The song is also included in the musical revue Tom Foolery, which also includes many of Lehrer's other songs.

Contents

Description of the song

The ordering of elements in the lyrics fits the meter of the song, and includes much alliteration, and thus has little or no relation to the ordering in the periodic table. This can be seen for example in the opening and closing lines:

There's antimony, arsenic, aluminum, selenium,
And hydrogen and oxygen and nitrogen and rhenium,
...
And argon, krypton, neon, radon, xenon, zinc, and rhodium,
And chlorine, carbon, cobalt, copper, tungsten, tin, and sodium.
These are the only ones of which the news has come to Harvard,
And there may be many others, but they haven't been discovered.

Lehrer was a Harvard math lecturer, and the final rhyme of "Harvard" and "discovered" is delivered in a parody of a Boston accent—a non-rhotic manner—so that the two words rhyme. Lehrer did not normally speak with that accent.

Background

Lehrer drew the inspiration for "The Elements" from the song "Tchaikovsky and Other Russians", written by Ira Gershwin, which listed fifty Russian composers in a similar manner.[2]

"The Elements" differs from the "Major-General's Song" in that:

Parodies and covers

Although "The Elements" is a pastiche of the Major-General's song, it has itself been parodied, including by the group Amateur Transplants (of London Underground fame) as The Drugs Song. The Jewish parody group Shlock Rock acknowledges Lehrer and "The Elements" as inspiration for "The Shabbat Song".[3] In the episode "Ex-File" of NCIS, Timothy McGee and Abby Sciuto hum the song, and it forms a key clue in their case. In The Big Bang Theory episode "The Pants Alternative", a drunk Sheldon Cooper starts to sing the song during his acceptance of an award from his university. In the 2006 episode of Gilmore Girls called "The Real Paul Anka", Luke Danes's daughter April and her classmates sing the song on the bus.[4] Another pastiche of "The Major-General's song" in "The Elements" mode is the "Boy Scout Merit Badge Song," which lists all the merit badges of the Boy Scouts of America.[5]

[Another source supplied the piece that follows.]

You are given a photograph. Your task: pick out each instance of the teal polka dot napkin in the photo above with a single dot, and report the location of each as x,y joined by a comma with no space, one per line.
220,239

The song has been covered by other artists. For example, the rapper Jesse Dangerously covered "The Elements" on his album How to Express Your Dissenting Political Viewpoint Through Origami, where the song is titled "Tom Lehrer's The Elements".[6] The Gas House Gang also sang the song on their first album.[7] Daniel Radcliffe sang "The Elements" on The Graham Norton Show in 2010.[8] In the first season of sketch comedy website LoadingReadyRun, regulars Graham Stark and Andrew Cownden made a video of Stark singing the song accompanied by Cownden on the piano.

The song is included in Theodore Gray's iPad app The Elements; for the Japanese edition, a translated J-Pop version of the song was created.[9]